Il camion non apparteneva a Yonk – lui era soltanto il conducente. Quando Luughita aveva il giorno libero, oppure certe sere in cui non era troppo stanca, la portava con sé. E bisognava vederli come correvano avanti e indietro per le provinciali dell’Uthai Thani con i finestrini aperti – un giocattolone azzurro con due bambini dentro. Quando si era di luna nuova, lui diceva Salta dietro e conta le stelle. Poi dimmi quante sono. Lei sgusciava dal finestrino e sgattaiolava lungo la sponda del camion lanciato a tavoletta. Poi si lasciava scivolare nel cassone e si metteva in piedi. Afferrava la barra dietro la cabina e alzava gli occhi al cielo bilanciandosi sulle gambe, come un pescatore in equilibrio sulla barca. Il cielo vorticava, e schegge di luce precipitate dalle stelle le rimbalzavano sui denti. Se Luughita avesse avuto mille, un milione di volte il talento del suo vecchio avrebbe dipinto Notte stellata, poiché era proprio quello che vedeva. Bussava nel vetro posteriore della cabina.

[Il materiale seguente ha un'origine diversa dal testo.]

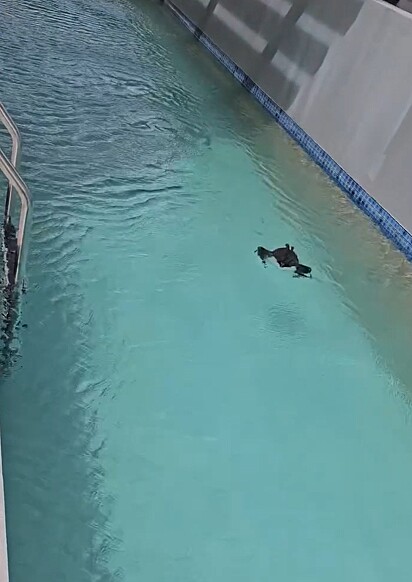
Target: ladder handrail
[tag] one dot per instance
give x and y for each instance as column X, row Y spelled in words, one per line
column 14, row 133
column 16, row 182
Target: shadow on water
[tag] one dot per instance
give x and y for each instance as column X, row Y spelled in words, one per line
column 77, row 532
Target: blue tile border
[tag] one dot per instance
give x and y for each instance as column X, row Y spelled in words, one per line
column 390, row 227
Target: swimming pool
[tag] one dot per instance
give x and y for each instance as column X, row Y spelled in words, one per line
column 178, row 412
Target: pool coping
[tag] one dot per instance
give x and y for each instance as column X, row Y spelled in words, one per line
column 388, row 225
column 4, row 565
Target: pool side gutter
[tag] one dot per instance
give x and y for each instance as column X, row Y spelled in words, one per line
column 389, row 226
column 4, row 567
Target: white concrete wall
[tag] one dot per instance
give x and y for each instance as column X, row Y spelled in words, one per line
column 341, row 68
column 358, row 106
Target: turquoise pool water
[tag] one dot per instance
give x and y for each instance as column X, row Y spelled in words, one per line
column 177, row 412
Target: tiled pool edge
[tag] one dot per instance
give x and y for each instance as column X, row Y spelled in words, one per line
column 4, row 566
column 389, row 226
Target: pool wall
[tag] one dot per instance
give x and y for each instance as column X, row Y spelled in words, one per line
column 338, row 77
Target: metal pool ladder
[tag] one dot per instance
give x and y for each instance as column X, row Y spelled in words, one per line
column 13, row 240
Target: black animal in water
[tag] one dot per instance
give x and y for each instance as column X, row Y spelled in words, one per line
column 286, row 258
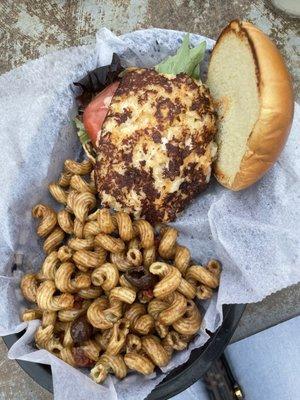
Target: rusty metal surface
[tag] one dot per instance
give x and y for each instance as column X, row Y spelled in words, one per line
column 30, row 29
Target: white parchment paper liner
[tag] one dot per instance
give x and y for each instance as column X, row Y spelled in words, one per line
column 255, row 233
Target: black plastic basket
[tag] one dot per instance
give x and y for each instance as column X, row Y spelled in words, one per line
column 176, row 381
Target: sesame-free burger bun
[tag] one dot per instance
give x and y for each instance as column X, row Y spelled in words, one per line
column 251, row 86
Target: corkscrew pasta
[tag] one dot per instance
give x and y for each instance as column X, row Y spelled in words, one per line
column 113, row 294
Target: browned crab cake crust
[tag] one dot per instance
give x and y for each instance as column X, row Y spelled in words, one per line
column 156, row 145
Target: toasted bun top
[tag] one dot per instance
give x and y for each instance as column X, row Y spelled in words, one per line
column 269, row 132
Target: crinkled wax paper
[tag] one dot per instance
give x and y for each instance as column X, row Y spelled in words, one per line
column 255, row 232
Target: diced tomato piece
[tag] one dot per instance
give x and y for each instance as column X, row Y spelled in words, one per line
column 95, row 113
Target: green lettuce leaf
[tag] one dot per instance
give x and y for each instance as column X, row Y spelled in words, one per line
column 186, row 60
column 82, row 134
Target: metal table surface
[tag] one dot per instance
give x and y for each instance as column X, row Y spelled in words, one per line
column 30, row 29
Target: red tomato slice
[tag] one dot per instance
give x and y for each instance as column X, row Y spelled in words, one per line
column 95, row 113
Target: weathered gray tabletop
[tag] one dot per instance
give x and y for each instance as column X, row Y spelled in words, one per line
column 30, row 29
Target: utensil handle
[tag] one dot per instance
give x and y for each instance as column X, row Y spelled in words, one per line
column 221, row 383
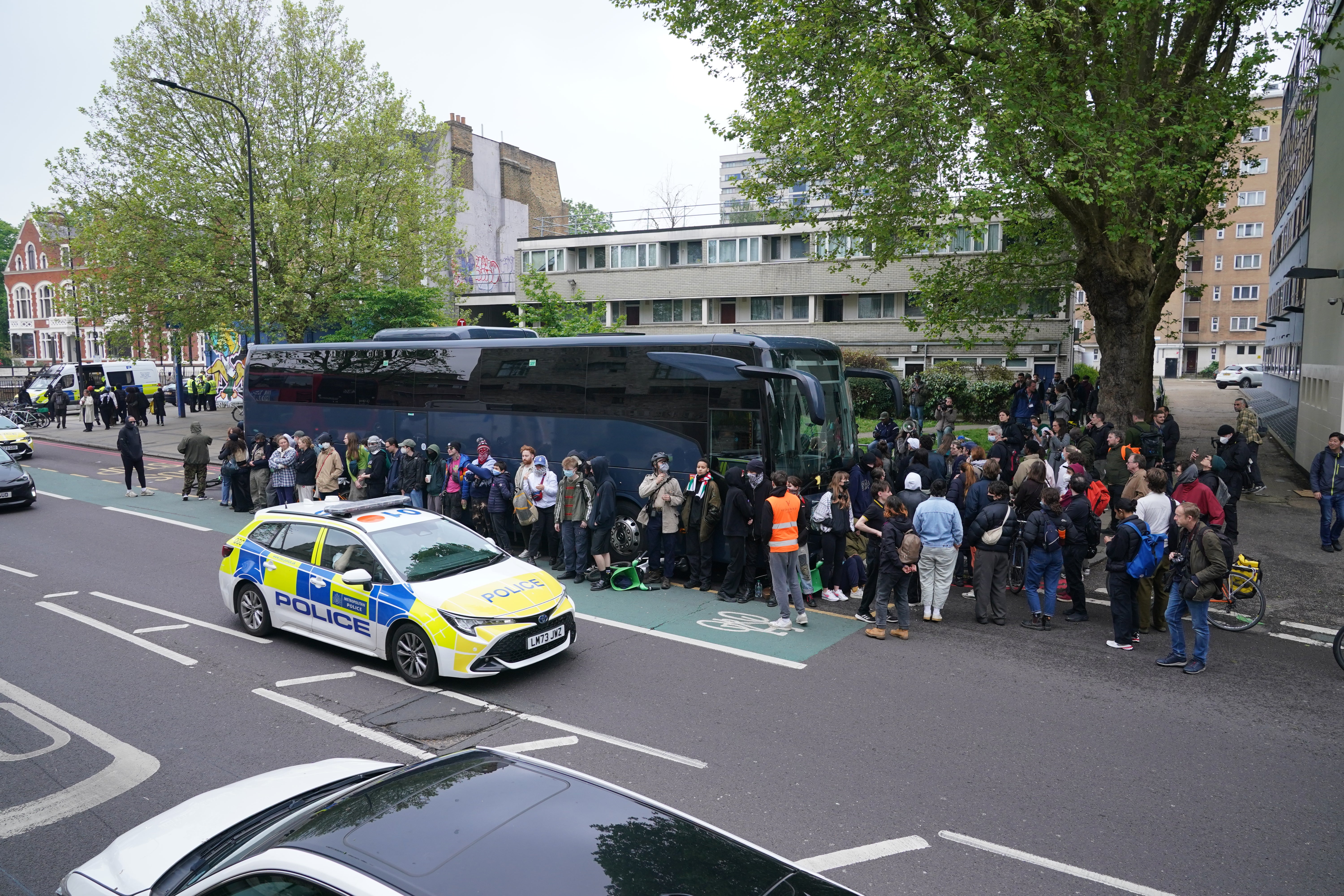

Yonk, Yonk, gridava. Rallenta, altrimenti non riesco a contarle.
Il ragazzo accelerava e lei rideva. E se Donna Belonga li avesse visti di persona o fosse venuto altrimenti a conoscenza dei fatti che li riguardavano, lui avrebbe detto che quei ragazzini sdolcinati non erano che lo strascico dell’imminente decomposizione di chi li aveva procreati. E disegnando nell’aria spirali e arabeschi con le sue dita ossute, avrebbe argomentato che giocando il gioco dell’amore essi ricusavano l’inevitabile annientamento dei loro corpi, la cui vita, come la vita di tutti, non è che un rigurgito tra nulla e nulla, un mero barbaglio tra i bastioni delle tenebre. E mostrando i suoi denti rossi, avrebbe congetturato che il legame che li unisce è una trappola cui gli uomini e le donne non resistono, e che il demone che possiede Luughita e possiede Yonk e tutti gli altri come loro e come voi persuade loro e persuade voi a chiamare amore l’ecatombe della libertà – il naufragio della vita stessa.